Pre-draft measurables
| Height | Weight | Arm length | Hand span | 40-yard dash | 10-yard split | 20-yard split | 20-yard shuttle | Three-cone drill | Vertical jump | Broad jump |
| 6 ft 1+1⁄2 in (1.87 m) | 207 lb (94 kg) | 32+5⁄8 in (0.83 m) | 9+5⁄8 in (0.24 m) | 4.61 s | 1.58 s | 2.64 s | 4.52 s | 7.30 s | 36.5 in (0.93 m) | 11 ft 4 in (3.45 m) |
All values from Pro Day

===Los Angeles Chargers===
Webb was selected by the Los Angeles Chargers in the seventh round, 241st overall, of the 2021 NFL draft. On May 16, 2021, he signed his four-year rookie contract with Los Angeles. He was placed on injured reserve on November 26, 2021.

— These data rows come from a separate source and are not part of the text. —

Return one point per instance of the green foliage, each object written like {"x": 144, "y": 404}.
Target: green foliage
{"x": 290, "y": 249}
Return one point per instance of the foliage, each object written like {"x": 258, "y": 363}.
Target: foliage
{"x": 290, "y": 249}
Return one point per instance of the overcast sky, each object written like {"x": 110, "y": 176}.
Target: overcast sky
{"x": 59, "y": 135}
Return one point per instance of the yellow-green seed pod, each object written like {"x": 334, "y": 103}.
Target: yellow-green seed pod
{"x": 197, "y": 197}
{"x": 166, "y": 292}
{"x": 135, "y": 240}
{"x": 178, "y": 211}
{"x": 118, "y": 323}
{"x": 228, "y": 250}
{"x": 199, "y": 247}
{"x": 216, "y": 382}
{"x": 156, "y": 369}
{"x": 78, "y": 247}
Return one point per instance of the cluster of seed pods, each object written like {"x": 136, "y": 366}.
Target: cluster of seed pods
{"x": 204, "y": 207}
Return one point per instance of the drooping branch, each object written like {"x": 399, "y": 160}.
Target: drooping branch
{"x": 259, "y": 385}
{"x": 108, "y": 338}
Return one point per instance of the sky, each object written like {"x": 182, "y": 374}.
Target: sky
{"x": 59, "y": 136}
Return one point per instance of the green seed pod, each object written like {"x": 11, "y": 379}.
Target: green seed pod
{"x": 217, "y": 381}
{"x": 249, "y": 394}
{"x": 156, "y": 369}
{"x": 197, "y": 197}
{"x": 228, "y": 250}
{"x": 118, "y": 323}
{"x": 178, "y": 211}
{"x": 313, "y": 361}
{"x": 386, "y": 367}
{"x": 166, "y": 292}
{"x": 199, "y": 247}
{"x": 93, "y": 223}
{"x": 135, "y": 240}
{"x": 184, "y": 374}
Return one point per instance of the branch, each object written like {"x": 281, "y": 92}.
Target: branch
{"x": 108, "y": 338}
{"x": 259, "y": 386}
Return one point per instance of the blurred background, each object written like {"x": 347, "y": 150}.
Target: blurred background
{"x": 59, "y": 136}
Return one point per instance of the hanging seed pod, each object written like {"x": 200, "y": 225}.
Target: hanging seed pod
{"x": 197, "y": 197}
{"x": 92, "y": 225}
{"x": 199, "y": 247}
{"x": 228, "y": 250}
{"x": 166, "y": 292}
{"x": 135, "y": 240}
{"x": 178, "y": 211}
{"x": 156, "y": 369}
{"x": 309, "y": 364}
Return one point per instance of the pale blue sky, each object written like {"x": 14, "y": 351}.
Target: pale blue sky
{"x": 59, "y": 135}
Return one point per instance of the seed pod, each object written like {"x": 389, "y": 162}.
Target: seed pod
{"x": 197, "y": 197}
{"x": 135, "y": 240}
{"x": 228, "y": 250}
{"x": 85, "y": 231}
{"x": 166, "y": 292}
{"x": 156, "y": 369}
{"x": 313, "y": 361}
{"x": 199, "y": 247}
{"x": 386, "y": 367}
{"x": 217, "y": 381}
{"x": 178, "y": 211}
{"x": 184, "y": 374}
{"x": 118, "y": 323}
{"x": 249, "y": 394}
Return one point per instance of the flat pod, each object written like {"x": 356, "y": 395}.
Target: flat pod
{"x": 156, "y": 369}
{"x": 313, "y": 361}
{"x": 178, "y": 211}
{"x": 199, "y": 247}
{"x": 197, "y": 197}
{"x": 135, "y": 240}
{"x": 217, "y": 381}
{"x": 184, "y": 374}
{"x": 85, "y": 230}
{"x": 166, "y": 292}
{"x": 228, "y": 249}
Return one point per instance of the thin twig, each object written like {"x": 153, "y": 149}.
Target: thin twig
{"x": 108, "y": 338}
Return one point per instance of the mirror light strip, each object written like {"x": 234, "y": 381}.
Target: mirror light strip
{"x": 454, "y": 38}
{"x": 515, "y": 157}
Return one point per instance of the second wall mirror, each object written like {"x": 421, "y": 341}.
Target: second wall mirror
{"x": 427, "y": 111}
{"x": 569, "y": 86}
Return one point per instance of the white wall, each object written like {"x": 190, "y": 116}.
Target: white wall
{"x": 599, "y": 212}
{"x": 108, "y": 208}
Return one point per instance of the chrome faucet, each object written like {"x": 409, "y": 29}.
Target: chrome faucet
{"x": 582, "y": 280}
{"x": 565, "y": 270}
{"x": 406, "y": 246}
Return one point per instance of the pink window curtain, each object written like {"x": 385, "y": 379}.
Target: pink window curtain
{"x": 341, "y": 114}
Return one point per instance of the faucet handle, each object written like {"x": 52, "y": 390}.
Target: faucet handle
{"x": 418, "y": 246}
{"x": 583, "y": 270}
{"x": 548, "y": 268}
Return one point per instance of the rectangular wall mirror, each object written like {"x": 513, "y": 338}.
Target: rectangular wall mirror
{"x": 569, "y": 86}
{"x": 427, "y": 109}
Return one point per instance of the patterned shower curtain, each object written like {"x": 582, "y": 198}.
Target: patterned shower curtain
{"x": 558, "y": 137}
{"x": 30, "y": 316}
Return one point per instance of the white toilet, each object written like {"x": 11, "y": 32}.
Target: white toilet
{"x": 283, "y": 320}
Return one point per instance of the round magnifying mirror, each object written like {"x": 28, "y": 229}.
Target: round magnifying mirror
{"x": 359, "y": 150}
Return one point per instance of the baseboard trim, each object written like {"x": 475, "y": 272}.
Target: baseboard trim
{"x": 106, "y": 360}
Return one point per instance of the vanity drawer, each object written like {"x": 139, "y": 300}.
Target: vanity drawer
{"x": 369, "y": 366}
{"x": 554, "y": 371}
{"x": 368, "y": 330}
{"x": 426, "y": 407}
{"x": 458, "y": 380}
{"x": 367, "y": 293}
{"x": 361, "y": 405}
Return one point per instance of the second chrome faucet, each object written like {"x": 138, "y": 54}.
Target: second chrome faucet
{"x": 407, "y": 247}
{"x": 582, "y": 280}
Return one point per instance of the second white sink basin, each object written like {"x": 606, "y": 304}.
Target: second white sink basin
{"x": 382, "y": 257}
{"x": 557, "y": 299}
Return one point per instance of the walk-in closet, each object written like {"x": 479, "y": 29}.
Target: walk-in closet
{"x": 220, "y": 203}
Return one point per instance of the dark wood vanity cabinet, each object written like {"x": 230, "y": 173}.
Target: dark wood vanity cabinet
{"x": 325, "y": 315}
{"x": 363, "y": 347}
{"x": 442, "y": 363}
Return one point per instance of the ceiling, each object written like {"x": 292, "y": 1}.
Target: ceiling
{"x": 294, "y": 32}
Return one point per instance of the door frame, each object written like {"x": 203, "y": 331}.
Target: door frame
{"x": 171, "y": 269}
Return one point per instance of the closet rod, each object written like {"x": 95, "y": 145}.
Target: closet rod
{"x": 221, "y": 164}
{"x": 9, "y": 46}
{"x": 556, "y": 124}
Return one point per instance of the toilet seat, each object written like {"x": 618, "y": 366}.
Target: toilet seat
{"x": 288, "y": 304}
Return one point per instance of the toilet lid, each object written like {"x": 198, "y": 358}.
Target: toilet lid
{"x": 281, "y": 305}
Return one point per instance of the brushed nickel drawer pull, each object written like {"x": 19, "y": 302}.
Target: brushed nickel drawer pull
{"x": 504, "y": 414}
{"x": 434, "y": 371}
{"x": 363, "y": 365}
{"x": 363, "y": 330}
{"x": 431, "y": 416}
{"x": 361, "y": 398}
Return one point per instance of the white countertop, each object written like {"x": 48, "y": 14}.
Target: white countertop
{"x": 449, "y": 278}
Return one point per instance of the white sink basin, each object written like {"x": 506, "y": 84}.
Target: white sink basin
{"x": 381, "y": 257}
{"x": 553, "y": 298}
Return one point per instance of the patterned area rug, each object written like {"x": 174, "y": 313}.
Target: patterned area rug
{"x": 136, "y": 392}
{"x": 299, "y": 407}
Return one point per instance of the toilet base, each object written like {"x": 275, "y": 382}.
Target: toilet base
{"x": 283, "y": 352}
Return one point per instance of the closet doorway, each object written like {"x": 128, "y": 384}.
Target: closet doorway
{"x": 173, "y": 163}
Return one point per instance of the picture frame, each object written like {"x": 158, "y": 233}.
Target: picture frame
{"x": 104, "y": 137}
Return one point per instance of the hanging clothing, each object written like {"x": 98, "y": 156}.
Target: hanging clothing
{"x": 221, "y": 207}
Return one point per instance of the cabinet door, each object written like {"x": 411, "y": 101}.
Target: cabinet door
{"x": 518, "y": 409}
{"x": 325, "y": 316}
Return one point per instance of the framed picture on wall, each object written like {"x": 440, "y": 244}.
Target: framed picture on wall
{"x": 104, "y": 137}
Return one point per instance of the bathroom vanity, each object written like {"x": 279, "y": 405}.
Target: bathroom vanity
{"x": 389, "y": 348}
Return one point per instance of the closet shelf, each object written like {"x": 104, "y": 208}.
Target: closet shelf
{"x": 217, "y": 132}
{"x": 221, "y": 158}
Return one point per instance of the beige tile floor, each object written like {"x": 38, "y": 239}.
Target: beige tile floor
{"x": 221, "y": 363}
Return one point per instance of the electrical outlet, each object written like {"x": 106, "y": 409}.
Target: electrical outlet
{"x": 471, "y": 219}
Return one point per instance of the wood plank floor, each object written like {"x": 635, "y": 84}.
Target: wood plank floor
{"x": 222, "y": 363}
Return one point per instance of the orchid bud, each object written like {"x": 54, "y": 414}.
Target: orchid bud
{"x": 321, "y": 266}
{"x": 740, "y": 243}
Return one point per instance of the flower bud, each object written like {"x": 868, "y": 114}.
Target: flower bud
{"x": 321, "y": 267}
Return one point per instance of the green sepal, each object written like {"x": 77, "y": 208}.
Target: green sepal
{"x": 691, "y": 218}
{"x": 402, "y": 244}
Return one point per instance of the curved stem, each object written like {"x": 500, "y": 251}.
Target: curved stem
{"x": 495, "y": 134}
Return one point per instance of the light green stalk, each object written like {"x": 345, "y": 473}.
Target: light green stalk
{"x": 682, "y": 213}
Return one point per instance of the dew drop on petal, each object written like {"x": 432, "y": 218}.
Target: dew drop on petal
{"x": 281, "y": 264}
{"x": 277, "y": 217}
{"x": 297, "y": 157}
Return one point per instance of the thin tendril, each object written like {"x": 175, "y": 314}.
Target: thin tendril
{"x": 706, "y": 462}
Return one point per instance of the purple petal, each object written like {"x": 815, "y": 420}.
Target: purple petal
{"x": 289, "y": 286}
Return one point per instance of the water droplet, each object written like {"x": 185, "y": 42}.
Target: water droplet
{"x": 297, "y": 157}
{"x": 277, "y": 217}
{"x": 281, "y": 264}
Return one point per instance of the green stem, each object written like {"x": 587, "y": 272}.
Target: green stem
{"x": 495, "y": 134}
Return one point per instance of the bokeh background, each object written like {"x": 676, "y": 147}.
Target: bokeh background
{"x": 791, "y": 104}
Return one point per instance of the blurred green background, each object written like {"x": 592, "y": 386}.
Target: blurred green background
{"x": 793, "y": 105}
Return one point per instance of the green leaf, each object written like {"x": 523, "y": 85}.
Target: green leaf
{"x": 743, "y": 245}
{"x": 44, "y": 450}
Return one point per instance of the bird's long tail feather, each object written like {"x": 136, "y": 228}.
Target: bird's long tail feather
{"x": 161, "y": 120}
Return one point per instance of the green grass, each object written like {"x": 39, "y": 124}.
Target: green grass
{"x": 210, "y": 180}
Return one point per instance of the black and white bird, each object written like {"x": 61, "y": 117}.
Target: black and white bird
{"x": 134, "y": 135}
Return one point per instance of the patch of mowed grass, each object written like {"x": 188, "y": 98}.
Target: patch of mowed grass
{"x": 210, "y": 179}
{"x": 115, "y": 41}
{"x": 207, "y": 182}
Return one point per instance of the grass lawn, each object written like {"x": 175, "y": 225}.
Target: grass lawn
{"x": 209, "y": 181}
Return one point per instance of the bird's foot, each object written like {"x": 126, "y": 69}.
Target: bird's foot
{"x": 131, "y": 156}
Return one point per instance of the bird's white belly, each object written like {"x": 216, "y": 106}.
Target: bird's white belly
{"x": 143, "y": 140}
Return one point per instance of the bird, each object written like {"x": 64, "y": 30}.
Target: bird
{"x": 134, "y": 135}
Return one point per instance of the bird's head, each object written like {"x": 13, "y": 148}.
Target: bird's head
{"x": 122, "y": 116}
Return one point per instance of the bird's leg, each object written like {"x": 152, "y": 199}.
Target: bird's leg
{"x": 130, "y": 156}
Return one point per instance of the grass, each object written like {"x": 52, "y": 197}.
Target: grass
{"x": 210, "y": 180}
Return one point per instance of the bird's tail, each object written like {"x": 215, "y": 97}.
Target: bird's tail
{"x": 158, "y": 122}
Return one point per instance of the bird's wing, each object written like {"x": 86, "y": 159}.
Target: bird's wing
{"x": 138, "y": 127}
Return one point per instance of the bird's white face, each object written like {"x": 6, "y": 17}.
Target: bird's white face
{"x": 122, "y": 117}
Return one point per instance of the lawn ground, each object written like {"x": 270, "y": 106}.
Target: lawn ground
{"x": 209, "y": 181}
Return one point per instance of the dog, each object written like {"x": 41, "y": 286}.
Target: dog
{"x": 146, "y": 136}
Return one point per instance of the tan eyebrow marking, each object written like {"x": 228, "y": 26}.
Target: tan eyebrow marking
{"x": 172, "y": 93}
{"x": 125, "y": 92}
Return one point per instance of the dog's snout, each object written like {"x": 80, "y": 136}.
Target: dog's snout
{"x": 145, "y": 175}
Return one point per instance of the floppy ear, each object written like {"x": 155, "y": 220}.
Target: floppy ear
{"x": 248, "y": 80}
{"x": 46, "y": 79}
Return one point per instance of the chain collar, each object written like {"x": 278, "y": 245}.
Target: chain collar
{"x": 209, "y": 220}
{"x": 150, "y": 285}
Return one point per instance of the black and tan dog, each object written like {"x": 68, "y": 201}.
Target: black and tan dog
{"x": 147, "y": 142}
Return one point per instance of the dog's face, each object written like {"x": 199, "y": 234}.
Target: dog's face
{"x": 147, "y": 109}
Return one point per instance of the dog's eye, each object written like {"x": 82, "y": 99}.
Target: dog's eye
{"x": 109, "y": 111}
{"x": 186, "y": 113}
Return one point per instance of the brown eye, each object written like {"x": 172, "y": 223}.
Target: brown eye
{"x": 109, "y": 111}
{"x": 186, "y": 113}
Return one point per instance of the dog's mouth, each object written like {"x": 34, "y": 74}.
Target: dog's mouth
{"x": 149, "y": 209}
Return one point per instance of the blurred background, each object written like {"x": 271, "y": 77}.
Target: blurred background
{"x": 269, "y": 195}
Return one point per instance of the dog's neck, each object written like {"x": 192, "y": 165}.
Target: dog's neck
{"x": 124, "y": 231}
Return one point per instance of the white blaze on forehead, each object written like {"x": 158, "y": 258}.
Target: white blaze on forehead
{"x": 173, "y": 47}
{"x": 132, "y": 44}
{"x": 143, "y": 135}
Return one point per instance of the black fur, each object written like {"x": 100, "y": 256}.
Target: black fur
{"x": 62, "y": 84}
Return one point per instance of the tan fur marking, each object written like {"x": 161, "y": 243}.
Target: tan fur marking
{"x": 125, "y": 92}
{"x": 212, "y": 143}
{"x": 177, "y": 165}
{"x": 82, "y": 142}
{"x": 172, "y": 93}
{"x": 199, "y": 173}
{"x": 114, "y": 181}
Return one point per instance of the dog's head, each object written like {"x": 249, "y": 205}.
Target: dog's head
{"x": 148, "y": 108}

On August 30, 2022, Webb was waived by the Chargers and signed to the practice squad the next day. He signed a reserve/future contract on January 17, 2023.

Webb was waived on August 29, 2023, then re-signed to the practice squad on October 10. He was released on November 15. He appeared in seven games over three seasons with the Chargers where he recorded three tackles.

===Saskatchewan Roughriders===
On March 3, 2025, Webb signed with the Saskatchewan Roughriders of the Canadian Football League. He was released on May 13, 2025.